Apple earns more profit by selling iPods directly to consumers because it doesn’t have to share profits with a retail middleman. And the iPod draws people into Apple stores, where they can browse other Apple goodies, Munster says.

Apple’s Cotton declined to comment on how Apple allocates inventory with retailers.

Sales of the iPod at U. S. retailers declined from the second to the third week of November, according to NPD Group Inc., which tracks sales. Stephen Baker, an NPD analyst, says the surprising decline very likely results from spotty supplies, not weak demand.

In many cases some of the early demand is fueled by speculative buyers, who go to whatever lengths they must to buy hot items on their release date in hopes of reselling them on eBay Inc. ’s auction site at a big markup.

At an investor conference last week, Meg Whitman, eBay’s chief executive, told an audience that users of the site have sold about 40, 000 Xbox 360 s — or about 10 percent of the 400, 000 consoles that estimates say Microsoft has shipped to U. S. retailers.
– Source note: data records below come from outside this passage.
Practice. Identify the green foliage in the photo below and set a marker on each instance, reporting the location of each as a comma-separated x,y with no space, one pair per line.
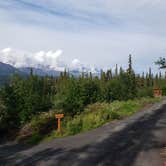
22,99
97,114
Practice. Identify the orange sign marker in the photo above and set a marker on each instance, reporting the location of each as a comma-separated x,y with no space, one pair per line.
157,92
59,116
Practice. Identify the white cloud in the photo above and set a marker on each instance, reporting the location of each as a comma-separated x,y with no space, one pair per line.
43,59
100,33
19,58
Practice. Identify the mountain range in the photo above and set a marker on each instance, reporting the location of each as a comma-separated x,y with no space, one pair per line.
7,70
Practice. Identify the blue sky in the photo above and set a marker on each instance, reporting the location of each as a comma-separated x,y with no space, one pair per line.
97,32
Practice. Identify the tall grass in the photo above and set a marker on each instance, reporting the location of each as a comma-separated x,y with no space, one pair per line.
43,127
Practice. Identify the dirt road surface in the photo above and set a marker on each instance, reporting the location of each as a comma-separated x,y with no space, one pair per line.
135,141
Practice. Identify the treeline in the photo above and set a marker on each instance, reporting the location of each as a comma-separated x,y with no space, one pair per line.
23,98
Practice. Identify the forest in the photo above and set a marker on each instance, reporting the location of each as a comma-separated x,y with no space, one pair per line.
23,98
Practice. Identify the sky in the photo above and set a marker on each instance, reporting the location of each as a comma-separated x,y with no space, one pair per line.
74,33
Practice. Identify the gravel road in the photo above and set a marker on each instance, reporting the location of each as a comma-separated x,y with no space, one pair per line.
135,141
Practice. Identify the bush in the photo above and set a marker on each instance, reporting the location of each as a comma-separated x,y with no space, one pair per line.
39,125
145,92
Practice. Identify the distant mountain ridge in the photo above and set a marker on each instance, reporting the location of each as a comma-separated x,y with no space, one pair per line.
6,70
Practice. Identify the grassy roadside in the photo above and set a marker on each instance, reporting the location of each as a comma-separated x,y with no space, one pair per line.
42,128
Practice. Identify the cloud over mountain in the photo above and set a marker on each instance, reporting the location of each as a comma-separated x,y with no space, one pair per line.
43,59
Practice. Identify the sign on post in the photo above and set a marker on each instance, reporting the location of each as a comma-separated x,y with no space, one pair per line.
59,117
157,92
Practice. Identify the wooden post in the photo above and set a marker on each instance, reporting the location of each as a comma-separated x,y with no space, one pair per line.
59,116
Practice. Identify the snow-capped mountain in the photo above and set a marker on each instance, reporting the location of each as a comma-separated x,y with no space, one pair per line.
43,63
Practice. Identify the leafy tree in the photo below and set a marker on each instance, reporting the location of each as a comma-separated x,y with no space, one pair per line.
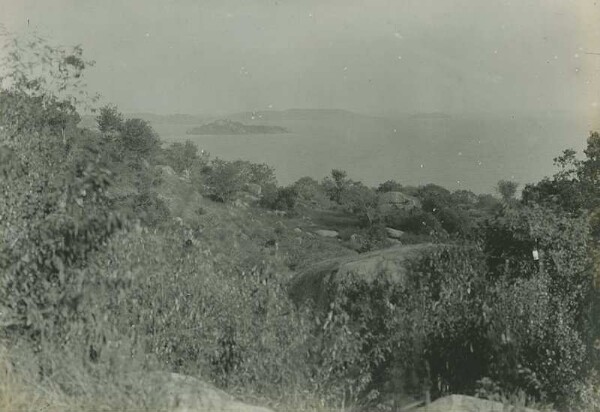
225,180
361,201
182,156
138,138
55,212
507,189
279,198
110,120
307,187
336,184
390,186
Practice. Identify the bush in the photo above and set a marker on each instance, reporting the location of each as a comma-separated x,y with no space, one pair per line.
282,198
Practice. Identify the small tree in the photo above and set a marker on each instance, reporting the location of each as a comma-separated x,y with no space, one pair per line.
138,137
225,180
182,156
336,184
110,120
507,189
361,201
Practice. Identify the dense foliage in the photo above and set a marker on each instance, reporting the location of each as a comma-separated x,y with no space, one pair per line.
94,260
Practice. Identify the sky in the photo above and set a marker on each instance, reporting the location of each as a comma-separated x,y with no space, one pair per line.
370,56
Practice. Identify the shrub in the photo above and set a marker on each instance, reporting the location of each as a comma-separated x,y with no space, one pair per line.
225,180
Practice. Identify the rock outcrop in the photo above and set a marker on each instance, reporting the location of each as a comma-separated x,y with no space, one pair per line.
327,233
188,394
391,263
394,233
389,201
462,403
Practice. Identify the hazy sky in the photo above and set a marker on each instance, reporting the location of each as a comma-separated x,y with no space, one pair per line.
198,56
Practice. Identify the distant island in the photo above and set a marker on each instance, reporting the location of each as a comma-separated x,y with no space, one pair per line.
228,127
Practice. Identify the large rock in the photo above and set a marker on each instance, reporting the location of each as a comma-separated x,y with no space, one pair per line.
254,189
390,264
327,233
397,200
166,170
394,233
462,403
187,394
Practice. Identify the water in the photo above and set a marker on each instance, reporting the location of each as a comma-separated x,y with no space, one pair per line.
468,152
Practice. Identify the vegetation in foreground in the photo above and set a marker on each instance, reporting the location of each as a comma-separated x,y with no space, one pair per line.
119,255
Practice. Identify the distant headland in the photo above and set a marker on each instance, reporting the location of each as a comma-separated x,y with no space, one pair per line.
228,127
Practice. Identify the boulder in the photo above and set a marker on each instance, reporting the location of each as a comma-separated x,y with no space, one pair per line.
391,264
462,403
239,204
166,170
394,233
327,233
187,394
397,200
254,189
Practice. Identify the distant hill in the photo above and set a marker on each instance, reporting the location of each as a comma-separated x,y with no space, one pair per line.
228,127
432,115
292,115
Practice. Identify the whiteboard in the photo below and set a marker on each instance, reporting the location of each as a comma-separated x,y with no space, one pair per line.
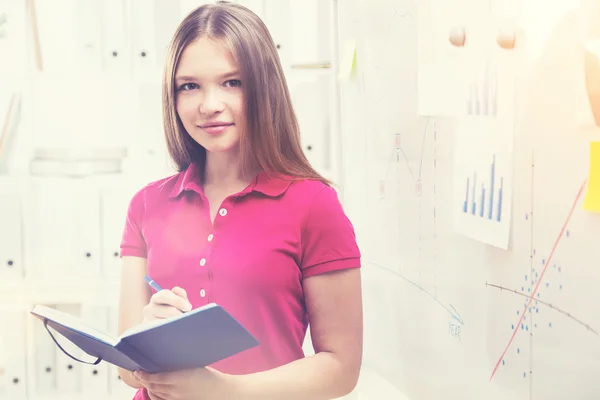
443,308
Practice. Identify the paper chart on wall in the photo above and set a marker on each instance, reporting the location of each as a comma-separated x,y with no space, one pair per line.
440,77
483,179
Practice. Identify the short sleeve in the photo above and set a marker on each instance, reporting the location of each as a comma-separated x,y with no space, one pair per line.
328,237
132,241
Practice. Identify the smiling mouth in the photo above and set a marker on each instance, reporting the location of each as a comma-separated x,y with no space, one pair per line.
215,125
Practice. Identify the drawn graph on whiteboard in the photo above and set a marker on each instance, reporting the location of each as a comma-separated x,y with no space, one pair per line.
483,179
484,202
482,98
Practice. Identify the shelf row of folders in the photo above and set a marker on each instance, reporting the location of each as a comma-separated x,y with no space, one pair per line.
56,228
33,367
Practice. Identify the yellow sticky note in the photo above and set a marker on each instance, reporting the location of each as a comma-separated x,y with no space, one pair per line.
592,197
348,62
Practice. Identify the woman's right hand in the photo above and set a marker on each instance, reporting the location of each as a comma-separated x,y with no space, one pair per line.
166,304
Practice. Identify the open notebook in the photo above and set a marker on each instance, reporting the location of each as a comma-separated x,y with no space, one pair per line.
195,339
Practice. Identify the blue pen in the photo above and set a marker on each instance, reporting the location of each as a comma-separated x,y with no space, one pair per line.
152,284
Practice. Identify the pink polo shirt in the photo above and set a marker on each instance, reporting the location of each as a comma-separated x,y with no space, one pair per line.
265,240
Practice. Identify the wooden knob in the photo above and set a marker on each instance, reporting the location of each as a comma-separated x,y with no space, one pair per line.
506,39
457,36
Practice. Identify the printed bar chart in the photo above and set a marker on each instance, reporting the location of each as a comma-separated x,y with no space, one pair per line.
483,93
483,209
483,179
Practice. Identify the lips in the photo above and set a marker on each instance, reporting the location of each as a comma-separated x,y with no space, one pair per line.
215,124
215,128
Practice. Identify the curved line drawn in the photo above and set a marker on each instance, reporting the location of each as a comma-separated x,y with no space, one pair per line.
449,308
566,313
534,291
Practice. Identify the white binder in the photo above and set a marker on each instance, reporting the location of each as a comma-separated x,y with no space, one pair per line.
143,53
114,204
95,377
57,35
116,54
13,30
167,16
11,237
63,229
88,17
13,378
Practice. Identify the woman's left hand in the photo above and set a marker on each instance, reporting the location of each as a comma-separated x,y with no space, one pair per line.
190,384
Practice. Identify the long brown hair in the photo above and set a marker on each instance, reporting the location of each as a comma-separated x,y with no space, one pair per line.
270,139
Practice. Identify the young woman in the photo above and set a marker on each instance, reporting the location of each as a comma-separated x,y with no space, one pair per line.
247,223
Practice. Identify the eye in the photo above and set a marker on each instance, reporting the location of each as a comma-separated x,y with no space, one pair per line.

The consoles are selling on eBay for hundreds of dollars more than the $ 299 to $ 399 that the system sells for in two basic configurations.
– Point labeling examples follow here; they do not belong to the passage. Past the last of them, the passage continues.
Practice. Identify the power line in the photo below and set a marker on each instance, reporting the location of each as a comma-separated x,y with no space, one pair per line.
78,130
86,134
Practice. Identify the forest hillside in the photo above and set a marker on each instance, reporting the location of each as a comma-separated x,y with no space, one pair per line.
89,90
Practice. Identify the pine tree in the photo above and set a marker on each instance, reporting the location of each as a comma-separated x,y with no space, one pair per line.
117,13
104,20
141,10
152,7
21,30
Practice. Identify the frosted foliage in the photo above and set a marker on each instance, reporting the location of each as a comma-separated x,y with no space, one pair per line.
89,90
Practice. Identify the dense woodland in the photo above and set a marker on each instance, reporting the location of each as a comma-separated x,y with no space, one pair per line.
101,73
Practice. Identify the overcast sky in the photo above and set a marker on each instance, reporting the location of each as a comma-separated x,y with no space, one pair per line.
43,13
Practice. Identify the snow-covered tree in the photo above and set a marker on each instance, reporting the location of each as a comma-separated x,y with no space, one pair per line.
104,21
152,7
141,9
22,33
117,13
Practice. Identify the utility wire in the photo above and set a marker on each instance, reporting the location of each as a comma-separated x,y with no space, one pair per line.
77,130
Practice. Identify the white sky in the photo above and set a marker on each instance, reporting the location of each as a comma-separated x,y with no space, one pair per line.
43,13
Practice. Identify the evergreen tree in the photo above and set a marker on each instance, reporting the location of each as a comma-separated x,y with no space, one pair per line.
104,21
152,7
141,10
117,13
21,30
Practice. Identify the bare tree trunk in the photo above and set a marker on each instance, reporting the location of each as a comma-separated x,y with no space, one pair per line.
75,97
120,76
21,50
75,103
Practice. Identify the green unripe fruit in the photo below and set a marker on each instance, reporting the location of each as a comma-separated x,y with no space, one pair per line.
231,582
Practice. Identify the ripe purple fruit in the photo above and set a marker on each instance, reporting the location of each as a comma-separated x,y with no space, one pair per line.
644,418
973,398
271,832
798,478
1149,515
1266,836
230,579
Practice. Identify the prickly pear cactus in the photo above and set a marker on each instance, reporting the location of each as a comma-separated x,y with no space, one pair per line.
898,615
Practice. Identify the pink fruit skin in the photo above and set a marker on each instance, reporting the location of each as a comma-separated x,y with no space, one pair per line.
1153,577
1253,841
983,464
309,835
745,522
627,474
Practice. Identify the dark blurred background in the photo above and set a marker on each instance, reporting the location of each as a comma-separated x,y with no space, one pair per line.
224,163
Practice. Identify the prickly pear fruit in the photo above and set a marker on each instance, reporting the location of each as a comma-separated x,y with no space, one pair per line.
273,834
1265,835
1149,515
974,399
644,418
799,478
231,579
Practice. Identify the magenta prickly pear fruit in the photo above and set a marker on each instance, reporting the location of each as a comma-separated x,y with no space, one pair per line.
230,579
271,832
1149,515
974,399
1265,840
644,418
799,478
Shortages make some consumers only more determined to get their hands on some products, in particular the iPod, perhaps the closest thing to a fashion icon in the electronics industry. Because Apple has been introducing fresh models several times a year and phasing out old ones, scarcity now commonly occurs.

“What Apple does is create scarcity by upgrading [the iPod ],” says Seth Godin, an entrepreneur and author of several best-selling marketing books. “That’s a timehonored tradition.”

As for Connolly, the frustrated Xbox 360 shopper, her brother pedaled his bike at 3 a. m. to a local Circuit City two days before Thanksgiving and got one of the Microsoft consoles.

She says her brother called her after nabbing the machine and said, “This is Santa. I got it.”